Shamir calls his new album Revelations a sister album to Hope because the former happened in a “hanging by a thread situation”, while the later is the result of that thread breaking and “hitting that rock bottom and learning from it”. The guitar-based songs on Revelations range from the anthemic 90s Kids to album opener Games, on which Shamir’s countertenor vocal probably pushes the limits of what most people would call listenable. His favourite lyric on the record is from intimate standout track Float and goes like this: “I’m done trying to conform / I reached my final form / and I pray the lord have mercy on whoever takes me on.” It’s a personal album that’s full of pent-up energy and confrontation, from its startling cover artwork that features an image of a mouth and eyeless Shamir, to its closing track Straight Boy.

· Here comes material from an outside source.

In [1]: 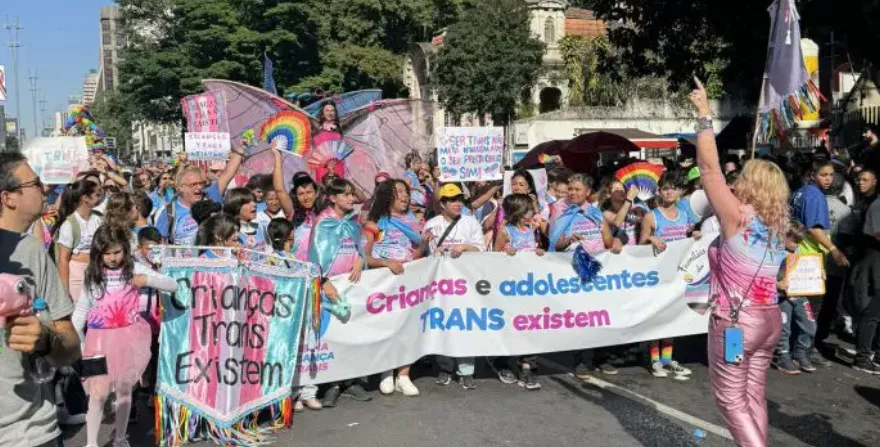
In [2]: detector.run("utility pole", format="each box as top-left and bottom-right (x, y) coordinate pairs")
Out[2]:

“It’s mostly about toxic masculinity and how sometimes the term ‘straight’ can refer to being more closed-minded as opposed to just a preference,” Shamir explains. “Like straight boys in the industry having a hand in every part of me and [my] music and my image and releasing my music, and I turn around and there’s no queer people around me. How can all these straight people take part in something they don’t even fully understand and didn’t take the time to fully understand?”
That sentiment resonates with the political landscape of America, now more than ever, as those who haven’t been faced with the reality of marginalisation are seeing what that really means for those who are, and are shocked. Shamir concurs. “This is not brand new for people of colour, this is not brand new for me. So now there are white people who are like, ‘Oh this is problematic, this is not the America we live in,’ and it’s just like, umm hello this has been the America for people of colour and disenfranchised people and we’ve been telling you that, you just thought we were complaining or some other shit. I’m constantly doing what I can do and this has been an everyday fight for me my whole life.”
Shamir says we might get a full-blown country album out of him one day, it’s just that he’s got so much angst built up and it’s “hard to be angsty with country music”, but that’s ok because we’re so here for angsty Shamir.
Revelations is out on 3 November via Father/Daughter Records.